The director asked me to dance at my tryout for the tragedy. I lunged like a pachyderm and came close to stomping on my partner’s toes and disabling her for life. Other than that, I did fine.

However, the director announced that the pachyderm — er, Prince — was now excused from all future dance practices.

The director’s executive decision to bar me from the dance floor came as no surprise. At age 12, I first learned I was dancing impaired.

Back then, my Catholic parochial school devoted one hour per week to teaching hot new dances like the foxtrot. Thinking I was Fred Astaire-cool, I bent and dipped my partner, but she slipped and landed on her bum.

My dance partner, Judy, then refused to dance again with me. The instructor assigned me study hall in place of dance hour.
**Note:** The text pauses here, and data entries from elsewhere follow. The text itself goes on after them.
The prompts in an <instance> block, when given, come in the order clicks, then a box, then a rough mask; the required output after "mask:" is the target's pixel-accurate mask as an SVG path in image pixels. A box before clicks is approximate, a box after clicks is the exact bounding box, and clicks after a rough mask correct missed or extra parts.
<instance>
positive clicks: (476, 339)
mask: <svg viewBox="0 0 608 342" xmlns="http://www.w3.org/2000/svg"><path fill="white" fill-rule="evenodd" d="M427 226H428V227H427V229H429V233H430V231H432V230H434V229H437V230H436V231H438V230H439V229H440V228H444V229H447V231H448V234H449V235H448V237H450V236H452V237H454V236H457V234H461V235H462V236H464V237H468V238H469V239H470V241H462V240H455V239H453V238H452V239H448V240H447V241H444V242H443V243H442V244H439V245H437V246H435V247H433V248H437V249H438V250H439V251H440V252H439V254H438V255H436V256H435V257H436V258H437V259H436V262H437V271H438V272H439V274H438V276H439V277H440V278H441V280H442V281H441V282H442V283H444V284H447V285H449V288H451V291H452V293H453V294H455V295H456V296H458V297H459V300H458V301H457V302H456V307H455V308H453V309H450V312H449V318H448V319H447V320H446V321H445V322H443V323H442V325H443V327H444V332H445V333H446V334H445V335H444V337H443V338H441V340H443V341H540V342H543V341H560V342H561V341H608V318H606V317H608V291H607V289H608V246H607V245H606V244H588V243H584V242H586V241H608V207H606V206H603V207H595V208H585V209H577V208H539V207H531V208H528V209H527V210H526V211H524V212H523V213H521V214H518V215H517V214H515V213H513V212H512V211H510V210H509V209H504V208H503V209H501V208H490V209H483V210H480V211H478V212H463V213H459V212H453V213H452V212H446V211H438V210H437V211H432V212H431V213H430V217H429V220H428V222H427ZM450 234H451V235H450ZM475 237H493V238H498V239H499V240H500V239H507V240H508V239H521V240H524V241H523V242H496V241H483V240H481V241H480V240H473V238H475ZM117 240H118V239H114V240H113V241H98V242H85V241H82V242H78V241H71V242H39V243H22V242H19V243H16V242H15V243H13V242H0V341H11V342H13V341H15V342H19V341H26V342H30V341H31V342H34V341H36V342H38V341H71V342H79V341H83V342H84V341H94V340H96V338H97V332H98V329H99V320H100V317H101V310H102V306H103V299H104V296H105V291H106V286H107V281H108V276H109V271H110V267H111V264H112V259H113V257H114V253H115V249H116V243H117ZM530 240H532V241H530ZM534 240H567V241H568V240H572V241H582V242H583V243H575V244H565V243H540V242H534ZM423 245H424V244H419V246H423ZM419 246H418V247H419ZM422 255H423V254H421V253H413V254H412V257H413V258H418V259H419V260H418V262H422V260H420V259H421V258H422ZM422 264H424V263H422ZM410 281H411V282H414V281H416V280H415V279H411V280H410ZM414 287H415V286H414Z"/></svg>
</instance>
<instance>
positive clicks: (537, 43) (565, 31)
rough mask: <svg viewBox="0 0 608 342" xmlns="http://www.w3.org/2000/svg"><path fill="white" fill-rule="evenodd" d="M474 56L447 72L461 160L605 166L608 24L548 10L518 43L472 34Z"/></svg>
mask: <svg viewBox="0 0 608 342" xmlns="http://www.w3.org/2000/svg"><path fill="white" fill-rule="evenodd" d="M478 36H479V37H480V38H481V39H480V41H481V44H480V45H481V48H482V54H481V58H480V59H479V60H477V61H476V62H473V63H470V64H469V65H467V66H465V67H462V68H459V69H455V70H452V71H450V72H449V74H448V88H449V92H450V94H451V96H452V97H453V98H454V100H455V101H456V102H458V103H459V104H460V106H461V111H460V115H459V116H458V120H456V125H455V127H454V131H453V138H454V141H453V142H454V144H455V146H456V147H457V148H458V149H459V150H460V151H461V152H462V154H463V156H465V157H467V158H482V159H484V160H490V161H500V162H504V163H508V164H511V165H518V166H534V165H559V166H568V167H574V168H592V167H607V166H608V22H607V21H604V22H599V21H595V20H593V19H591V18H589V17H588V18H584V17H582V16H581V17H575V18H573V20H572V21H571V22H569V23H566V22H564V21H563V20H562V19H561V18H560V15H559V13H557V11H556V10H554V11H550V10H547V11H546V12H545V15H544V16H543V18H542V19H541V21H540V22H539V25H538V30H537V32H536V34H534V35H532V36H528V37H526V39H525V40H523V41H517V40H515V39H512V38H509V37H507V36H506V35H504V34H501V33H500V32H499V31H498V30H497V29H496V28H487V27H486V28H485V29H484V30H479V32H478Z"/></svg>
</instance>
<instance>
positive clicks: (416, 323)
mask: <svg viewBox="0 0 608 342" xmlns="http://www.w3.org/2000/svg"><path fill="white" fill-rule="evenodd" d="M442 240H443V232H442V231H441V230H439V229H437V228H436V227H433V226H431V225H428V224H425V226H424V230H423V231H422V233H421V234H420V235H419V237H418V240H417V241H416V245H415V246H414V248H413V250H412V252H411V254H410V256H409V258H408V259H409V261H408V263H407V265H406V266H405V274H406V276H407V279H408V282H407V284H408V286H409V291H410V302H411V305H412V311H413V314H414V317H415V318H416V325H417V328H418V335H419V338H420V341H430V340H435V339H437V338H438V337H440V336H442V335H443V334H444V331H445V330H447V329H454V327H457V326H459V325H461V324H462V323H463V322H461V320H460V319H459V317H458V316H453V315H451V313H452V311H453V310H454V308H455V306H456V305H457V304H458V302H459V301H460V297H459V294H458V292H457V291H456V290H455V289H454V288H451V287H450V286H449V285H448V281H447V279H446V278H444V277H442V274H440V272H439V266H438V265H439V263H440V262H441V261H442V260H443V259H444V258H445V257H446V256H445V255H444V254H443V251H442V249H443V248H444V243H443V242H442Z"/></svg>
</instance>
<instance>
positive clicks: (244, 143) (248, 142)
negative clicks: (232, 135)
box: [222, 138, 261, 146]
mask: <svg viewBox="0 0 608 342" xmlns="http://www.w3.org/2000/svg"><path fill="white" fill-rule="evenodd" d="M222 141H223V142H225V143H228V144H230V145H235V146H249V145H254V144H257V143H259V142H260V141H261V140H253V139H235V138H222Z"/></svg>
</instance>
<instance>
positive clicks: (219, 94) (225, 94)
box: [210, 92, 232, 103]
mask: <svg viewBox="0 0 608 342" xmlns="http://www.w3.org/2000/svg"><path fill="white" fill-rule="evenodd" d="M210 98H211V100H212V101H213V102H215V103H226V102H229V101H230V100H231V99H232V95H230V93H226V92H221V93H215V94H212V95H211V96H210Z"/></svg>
About that time, my mother asked me to dance with her at a Polish wedding. Wow, getting to dance with my mom to the wild strains of the Oberek felt to me like a cool rite of passage.

However, in 30 seconds flat, Mom abandoned me to light up the dance floor with

her sisters.

At home I complained about being dumped.

“I’m sorry,” my mother said. “You can’t jump up and down, yell ‘Hey!’ and call that polka dancing.”

This weekend my Polish wife is flying to a wedding in Ohio. I’m sure she’ll miss me when the band strikes up a Polka.

Or maybe not.

Gosia in Ohio, me in Alaska. Now that’s what I call social distancing!